Complex tools with many parameters or behaviors need more documentation. Simple tools need less. This dimension scales expectations accordingly.

Parameters5/5

Does the description clarify parameter syntax, constraints, interactions, or defaults beyond what the schema provides?

Schema coverage is 100%, but description adds deep semantics: explains field/field_id exclusivity, operator list, value/value_to for between, data types, and text filter resolution. This goes well beyond schema descriptions.

Input schemas describe structure but not intent. Descriptions should explain non-obvious parameter relationships and valid value ranges.

Purpose5/5

Does the description clearly state what the tool does and how it differs from similar tools?

The description clearly states 'Find documents by their extracted field VALUES using composable conditions' and gives an example. It distinguishes from siblings talonic_search and talonic_get_document in the 'NOT FOR' section.

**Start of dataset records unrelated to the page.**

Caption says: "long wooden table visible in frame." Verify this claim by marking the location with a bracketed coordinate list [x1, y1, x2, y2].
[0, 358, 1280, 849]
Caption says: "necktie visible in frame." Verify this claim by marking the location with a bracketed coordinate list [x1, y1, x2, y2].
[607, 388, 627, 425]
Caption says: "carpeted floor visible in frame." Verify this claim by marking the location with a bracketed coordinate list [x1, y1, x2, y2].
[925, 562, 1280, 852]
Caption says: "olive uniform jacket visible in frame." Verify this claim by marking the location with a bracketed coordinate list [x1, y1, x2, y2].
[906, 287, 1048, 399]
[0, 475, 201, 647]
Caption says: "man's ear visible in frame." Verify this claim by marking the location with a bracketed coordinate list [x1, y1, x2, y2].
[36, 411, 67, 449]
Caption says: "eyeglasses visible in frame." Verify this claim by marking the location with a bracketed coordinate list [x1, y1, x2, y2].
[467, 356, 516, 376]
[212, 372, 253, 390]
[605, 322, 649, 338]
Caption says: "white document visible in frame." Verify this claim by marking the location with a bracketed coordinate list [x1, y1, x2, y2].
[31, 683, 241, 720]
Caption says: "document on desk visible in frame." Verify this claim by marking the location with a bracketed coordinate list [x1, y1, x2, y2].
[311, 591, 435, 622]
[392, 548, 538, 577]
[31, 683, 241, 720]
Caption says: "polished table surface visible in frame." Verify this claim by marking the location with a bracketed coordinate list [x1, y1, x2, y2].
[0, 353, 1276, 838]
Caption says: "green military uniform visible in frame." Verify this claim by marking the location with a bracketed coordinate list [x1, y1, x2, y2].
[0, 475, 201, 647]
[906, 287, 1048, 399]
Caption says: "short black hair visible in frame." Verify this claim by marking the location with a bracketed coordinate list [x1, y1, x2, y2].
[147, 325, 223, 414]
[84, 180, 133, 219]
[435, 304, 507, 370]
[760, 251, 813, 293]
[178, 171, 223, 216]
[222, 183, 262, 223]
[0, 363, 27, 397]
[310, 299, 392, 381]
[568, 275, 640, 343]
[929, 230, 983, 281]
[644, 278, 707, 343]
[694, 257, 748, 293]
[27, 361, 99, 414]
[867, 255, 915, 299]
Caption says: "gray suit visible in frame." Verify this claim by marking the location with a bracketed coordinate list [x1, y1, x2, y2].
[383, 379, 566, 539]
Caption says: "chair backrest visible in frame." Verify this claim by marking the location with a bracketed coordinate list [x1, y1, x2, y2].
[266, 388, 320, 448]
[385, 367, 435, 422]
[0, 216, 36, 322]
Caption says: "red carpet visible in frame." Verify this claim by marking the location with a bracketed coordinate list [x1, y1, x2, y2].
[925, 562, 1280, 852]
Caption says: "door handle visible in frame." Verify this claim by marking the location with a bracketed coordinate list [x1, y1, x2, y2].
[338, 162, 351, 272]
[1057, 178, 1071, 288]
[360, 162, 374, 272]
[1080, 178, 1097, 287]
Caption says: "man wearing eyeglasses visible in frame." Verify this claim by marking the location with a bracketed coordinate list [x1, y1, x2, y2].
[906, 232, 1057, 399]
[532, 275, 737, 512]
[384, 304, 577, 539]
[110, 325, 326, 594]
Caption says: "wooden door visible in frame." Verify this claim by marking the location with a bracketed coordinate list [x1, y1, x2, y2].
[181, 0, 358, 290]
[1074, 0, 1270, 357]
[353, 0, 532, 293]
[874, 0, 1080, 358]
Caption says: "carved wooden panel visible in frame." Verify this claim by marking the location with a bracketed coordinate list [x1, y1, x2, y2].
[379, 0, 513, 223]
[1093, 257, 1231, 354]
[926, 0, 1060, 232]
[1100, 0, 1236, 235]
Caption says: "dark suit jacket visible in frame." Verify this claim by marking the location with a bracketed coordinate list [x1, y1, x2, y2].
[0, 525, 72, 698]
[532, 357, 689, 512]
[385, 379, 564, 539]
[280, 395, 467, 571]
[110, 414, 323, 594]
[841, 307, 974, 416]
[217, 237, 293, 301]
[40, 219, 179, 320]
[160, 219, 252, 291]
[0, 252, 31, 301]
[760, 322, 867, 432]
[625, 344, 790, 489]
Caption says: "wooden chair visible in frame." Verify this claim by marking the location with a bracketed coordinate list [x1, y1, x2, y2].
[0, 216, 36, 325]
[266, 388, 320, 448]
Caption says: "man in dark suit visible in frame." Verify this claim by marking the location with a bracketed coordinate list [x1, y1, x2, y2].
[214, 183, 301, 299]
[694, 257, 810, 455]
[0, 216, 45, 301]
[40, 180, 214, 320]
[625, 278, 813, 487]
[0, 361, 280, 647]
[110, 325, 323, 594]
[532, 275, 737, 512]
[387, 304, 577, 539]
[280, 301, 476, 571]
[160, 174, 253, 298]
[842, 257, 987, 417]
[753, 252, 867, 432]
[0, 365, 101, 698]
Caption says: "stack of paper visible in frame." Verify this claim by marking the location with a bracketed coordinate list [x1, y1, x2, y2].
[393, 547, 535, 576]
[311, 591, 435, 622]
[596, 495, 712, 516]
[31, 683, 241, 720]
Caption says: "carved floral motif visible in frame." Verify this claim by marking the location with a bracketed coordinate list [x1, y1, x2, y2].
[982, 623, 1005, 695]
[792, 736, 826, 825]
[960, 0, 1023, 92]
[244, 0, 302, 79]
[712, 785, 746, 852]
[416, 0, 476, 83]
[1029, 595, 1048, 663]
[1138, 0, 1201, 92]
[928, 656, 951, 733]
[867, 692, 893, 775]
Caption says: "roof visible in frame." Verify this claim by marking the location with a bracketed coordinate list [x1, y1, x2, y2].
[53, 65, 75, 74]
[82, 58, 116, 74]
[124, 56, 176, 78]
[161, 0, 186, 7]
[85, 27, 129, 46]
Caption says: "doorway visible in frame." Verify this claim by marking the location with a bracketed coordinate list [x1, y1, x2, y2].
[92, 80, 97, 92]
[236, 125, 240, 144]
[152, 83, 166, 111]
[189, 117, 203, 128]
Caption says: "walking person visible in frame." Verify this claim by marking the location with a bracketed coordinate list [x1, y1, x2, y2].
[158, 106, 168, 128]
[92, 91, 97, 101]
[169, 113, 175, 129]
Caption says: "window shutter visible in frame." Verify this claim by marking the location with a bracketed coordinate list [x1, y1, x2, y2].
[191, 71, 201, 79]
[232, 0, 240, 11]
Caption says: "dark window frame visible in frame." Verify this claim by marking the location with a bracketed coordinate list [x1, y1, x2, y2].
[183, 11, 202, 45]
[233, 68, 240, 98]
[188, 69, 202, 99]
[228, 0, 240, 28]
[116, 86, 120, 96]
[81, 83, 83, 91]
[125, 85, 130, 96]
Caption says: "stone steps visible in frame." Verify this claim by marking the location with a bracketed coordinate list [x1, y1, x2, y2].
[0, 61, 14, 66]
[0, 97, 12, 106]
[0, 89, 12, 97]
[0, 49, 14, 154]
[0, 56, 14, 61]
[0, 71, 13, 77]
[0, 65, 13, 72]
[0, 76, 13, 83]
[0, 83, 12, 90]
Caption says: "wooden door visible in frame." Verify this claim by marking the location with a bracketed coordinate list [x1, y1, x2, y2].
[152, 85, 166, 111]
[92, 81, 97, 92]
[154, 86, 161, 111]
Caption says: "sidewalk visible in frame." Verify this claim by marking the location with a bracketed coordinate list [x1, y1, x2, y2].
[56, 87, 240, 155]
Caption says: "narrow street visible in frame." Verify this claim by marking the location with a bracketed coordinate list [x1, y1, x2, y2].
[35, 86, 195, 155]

Agents choose between tools based on descriptions. A clear purpose with a specific verb and resource helps agents select the right tool.

Usage Guidelines5/5

Does the description explain when to use this tool, when not to, or what alternatives exist?

Explicitly says 'USE WHEN: value-based criteria on extracted fields' and 'NOT FOR: free-text / concept search (use talonic_search); a single document by id (use talonic_get_document).' Also provides guidance on numeric guard and warning handling.

Agents often have multiple tools that could apply. Explicit usage guidance like "use X instead of Y when Z" prevents misuse.